Comme le dévoilait Le Journal le 7 février dernier, le gouvernement du Québec a misé et perdu 14 millions $ dans un projet de construire une usine d’assemblage de voitures électriques haut de gamme en sol québécois. Investissement Québec et Hydro-Québec ont englouti plus de 14 millions $ dans l’aventure.
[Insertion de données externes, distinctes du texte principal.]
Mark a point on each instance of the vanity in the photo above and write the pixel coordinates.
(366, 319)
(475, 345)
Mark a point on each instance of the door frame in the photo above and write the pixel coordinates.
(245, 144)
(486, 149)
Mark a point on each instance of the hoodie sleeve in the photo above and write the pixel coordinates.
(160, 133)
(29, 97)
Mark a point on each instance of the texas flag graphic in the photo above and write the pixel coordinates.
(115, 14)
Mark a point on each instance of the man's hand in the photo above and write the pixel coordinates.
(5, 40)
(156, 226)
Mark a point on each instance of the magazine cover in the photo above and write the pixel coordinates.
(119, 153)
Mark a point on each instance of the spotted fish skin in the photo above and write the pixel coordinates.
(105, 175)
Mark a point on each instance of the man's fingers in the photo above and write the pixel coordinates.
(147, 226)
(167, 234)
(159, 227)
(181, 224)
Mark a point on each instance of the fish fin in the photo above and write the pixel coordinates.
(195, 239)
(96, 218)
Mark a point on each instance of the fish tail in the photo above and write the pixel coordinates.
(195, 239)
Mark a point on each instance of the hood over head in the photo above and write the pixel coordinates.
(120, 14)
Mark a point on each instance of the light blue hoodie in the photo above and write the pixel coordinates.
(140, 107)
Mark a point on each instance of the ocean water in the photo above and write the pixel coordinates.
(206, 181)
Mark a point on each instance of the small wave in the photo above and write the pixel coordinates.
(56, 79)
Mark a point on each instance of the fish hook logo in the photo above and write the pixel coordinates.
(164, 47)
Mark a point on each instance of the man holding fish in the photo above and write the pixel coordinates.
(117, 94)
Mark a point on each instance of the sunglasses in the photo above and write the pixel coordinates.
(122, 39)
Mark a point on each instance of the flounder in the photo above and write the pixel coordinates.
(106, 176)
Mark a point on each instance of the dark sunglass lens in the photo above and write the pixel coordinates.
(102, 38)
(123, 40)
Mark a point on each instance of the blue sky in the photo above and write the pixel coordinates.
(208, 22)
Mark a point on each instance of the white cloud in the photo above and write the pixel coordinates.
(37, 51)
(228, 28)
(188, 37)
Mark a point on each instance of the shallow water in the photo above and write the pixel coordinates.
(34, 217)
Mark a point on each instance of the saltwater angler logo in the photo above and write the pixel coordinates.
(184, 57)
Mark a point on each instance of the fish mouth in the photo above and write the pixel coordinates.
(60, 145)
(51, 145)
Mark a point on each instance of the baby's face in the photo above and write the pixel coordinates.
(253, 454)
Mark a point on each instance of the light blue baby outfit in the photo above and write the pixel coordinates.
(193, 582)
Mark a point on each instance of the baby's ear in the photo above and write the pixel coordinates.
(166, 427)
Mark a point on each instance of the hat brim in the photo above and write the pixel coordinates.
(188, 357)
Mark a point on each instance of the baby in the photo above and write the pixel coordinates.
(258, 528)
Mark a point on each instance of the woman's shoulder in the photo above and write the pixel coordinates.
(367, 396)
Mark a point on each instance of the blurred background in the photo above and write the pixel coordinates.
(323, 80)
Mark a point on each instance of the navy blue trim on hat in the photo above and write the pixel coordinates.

Selon nos informations, le projet était à un stade très avancé. « Les différents partenaires autour de la table étaient prêts à foncer et à développer une nouvelle filière automobile de véhicules électriques au Québec qui aurait généré des milliards $ de retombées économiques. On parlait d’un nouveau Bombardier », a indiqué au Journal une source européenne bien au fait du dossier.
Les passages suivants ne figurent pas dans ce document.